USTR contends that its desire to maintain the United States’

flexibility to assert different interpretations of “in like

circumstances” in different contexts is not inconsistent with its

commitment to maintain foreign governments’ trust by adhering to

the confidentiality agreement.    “Because the FTAA was never

concluded, FTAA governments do not view Document 1 as binding the

United States[,]” USTR argues, and “[t]hus, asserting an

interpretation different from the one set forth in Document 1

would not be seen as a breach of trust.”   (Defs.’ Mem. at 15.)

     CIEL opposes USTR’s motion and itself moves for summary

judgment on the grounds that the defendants fail to substantiate

their claims that foreign governments would lose trust in the

United States in the event USTR is compelled to disclose its own

negotiating document.   (Pl.’s Mem. of P. & A. in Opp’n to Defs.’

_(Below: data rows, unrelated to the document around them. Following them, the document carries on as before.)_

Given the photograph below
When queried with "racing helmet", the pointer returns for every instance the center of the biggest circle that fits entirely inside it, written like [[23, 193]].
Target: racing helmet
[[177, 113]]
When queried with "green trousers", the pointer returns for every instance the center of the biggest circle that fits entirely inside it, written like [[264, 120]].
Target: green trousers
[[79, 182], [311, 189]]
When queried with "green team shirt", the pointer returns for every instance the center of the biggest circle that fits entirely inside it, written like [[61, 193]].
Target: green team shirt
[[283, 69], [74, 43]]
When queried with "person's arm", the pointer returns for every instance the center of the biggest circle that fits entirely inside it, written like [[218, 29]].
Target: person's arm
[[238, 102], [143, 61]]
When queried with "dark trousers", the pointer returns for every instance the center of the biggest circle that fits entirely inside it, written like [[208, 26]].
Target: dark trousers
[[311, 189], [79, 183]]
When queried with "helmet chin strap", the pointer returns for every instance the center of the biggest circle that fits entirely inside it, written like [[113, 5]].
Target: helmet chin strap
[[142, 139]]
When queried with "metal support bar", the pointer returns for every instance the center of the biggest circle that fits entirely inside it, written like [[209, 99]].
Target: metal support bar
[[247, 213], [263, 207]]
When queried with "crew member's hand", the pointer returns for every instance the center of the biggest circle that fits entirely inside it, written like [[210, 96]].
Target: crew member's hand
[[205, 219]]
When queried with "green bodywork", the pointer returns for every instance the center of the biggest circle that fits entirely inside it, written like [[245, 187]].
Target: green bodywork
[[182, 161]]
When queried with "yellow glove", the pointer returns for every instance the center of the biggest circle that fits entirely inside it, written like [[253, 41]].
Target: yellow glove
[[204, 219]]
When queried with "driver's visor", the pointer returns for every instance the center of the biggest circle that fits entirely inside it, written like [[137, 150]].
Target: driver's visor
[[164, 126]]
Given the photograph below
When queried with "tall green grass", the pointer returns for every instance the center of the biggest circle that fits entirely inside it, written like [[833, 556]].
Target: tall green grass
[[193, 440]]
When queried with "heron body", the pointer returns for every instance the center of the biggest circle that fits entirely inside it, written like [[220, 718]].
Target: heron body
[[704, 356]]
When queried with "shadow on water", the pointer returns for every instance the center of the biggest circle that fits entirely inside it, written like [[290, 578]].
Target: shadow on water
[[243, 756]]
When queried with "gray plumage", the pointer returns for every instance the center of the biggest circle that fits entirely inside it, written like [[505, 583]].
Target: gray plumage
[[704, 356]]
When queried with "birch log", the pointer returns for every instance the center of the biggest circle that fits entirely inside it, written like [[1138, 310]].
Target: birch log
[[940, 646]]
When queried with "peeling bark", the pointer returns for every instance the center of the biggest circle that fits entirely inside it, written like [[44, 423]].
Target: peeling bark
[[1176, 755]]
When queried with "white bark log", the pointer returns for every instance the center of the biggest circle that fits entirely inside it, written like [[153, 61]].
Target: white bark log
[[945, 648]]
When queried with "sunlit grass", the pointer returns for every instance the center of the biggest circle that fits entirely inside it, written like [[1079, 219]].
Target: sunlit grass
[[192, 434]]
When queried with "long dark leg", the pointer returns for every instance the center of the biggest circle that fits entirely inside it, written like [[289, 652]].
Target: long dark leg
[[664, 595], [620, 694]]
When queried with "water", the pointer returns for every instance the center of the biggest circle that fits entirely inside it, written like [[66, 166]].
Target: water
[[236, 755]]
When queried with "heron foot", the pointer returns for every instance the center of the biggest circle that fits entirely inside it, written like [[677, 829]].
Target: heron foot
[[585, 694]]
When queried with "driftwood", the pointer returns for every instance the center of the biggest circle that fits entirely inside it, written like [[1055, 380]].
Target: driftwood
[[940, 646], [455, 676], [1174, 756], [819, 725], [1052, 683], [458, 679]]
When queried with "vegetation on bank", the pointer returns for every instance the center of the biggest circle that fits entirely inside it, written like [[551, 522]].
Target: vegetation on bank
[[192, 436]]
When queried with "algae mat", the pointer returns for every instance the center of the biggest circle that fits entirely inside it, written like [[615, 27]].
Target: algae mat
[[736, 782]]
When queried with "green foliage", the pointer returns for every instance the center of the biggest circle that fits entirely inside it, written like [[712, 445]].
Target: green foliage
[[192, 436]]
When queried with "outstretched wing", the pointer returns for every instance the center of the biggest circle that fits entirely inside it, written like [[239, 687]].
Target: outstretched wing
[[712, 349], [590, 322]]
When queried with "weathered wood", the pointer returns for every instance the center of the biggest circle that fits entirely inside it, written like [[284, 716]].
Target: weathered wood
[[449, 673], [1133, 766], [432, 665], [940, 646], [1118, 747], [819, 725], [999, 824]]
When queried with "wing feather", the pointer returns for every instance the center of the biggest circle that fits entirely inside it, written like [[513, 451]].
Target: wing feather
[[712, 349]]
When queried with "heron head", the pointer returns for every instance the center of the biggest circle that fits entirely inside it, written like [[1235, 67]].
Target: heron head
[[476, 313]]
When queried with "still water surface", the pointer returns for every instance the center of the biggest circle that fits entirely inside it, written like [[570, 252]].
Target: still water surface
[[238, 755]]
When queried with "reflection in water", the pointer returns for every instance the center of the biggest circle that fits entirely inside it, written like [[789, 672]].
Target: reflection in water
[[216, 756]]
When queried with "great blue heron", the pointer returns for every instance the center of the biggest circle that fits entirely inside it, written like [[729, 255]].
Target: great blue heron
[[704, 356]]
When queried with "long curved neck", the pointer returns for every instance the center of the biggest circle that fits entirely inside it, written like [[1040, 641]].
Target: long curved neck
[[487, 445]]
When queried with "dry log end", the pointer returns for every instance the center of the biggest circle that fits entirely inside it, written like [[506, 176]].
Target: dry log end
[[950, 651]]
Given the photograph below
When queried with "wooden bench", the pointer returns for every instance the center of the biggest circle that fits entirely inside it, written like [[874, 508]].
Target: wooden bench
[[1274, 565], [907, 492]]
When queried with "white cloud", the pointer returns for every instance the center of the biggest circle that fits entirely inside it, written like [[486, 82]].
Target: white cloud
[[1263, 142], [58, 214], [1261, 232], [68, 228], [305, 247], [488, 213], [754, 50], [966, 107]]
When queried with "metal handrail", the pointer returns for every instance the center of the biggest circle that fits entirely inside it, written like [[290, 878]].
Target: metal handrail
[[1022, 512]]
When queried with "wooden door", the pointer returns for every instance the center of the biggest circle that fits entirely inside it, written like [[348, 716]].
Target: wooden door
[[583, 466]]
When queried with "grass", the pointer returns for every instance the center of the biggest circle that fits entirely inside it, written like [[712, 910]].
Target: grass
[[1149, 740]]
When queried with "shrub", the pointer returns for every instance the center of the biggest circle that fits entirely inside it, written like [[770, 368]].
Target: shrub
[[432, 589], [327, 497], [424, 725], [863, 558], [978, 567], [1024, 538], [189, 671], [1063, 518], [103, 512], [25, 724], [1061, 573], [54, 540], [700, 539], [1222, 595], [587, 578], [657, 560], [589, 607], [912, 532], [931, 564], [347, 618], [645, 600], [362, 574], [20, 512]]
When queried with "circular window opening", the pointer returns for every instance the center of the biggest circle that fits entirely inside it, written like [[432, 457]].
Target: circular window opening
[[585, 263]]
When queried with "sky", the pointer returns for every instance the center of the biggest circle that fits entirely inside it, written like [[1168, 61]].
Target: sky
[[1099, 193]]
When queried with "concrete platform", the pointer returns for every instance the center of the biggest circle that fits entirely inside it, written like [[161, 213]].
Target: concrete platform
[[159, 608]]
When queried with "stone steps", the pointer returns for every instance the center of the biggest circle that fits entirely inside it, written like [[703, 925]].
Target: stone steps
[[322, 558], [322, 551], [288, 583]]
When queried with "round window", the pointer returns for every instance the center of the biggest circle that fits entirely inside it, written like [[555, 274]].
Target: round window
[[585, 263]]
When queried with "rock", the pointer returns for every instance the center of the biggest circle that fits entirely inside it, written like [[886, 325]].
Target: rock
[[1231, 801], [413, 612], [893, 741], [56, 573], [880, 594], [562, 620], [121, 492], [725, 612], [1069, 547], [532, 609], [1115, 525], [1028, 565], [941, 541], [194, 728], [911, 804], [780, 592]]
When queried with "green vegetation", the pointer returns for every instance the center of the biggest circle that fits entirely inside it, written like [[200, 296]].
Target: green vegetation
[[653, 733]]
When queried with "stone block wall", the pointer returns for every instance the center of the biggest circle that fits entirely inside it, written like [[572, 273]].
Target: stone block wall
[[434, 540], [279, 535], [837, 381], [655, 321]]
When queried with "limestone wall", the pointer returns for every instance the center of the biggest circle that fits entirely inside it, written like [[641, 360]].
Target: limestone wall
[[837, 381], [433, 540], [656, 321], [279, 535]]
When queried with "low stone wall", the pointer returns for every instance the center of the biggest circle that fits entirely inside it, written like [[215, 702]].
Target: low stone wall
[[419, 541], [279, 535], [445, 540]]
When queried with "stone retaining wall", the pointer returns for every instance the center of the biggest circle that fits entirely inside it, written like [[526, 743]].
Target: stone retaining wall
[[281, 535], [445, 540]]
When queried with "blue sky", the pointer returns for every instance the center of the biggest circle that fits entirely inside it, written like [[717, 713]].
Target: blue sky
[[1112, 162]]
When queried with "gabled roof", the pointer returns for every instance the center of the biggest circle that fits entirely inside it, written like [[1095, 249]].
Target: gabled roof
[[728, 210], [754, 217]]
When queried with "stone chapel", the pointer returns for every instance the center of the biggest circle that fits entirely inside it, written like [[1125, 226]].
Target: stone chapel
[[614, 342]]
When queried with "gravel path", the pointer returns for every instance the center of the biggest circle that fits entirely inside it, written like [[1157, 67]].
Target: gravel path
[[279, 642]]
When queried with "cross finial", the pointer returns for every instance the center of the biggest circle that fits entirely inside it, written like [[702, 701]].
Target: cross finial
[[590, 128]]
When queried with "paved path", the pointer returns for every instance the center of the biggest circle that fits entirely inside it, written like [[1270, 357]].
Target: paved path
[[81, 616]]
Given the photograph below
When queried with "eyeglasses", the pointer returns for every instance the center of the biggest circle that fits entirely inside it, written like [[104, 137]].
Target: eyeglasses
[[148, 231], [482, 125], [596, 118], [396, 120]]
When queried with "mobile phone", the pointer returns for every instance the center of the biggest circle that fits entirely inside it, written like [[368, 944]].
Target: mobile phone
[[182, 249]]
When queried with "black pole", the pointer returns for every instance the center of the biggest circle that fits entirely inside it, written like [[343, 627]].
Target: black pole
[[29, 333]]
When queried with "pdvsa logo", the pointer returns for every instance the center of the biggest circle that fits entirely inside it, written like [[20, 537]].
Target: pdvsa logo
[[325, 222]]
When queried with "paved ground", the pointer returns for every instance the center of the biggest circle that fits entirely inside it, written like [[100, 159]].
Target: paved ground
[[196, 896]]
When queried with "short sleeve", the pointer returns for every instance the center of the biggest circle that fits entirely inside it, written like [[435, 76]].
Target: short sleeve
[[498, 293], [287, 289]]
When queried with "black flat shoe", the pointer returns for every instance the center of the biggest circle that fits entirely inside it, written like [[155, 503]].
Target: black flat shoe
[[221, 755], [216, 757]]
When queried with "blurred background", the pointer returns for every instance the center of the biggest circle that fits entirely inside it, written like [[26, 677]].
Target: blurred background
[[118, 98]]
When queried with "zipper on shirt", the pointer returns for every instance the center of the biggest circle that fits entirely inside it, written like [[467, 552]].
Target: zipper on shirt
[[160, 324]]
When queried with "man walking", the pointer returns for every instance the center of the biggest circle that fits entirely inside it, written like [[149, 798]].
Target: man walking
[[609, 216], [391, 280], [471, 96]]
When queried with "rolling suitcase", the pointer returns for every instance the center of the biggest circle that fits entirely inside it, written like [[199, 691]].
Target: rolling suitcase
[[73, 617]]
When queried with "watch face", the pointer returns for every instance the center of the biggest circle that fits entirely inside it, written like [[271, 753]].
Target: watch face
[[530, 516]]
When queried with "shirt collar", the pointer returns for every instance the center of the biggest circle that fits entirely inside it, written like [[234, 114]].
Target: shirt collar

Second Renewed Mot. Summ. J. and in Support of Pl.’s Cross-Mot.
                                - 7 -

Summ. J. (“Pl.’s Mem.”) at 13-19.)      In addition, CIEL argues that

USTR has not demonstrated that reduced negotiation flexibility

would cause the requisite harm to national security.     (Id. at 20-

23.)   CIEL maintains that USTR’s previous disclosure of three

related documents undermines the defendants’ arguments for

withholding Document 1.   (Id. at 19-21.)     Finally, CIEL contends

that USTR’s arguments regarding the harm from reduced flexibility

continue to be inconsistent with the argument that adhering to

the confidentiality agreement is necessary to maintain the trust

of foreign negotiating partners.   (Id. at 23-25.)

                             DISCUSSION

       In a FOIA suit, the agency resisting disclosure bears the

burden of persuasion in defending its action.     5 U.S.C.

§ 552(a)(4)(B); see also Akin, Gump, Strauss, Hauer & Feld, LLP

v. U.S. Dep’t of Justice, 503 F. Supp. 2d 373, 378 (D.D.C. 2007).

An agency is entitled to summary judgment if it demonstrates that

no material facts are in dispute and that the requested material

is exempt from disclosure.   Students Against Genocide v. Dep’t of

State, 257 F.3d 828, 833 (D.C. Cir. 2001).      In order to provide

an effective opportunity for the requesting party to challenge

the applicability of an exemption and for the court to assess the

exemption’s validity, “[t]he description and explanation the

agency offers should reveal as much detail as possible as to the

nature of the document, without actually disclosing information
                                - 8 -

that deserves protection.”   Oglesby v. U.S. Dep’t of Army, 79

F.3d 1172, 1176 (D.C. Cir. 1996).   Where an agency fails to meet

its burden to justify application of a FOIA exemption, a court

may order disclosure.   Coastal States Gas Corp. v. Dep’t of

Energy, 617 F.2d 854, 870 (D.C. Cir. 1980).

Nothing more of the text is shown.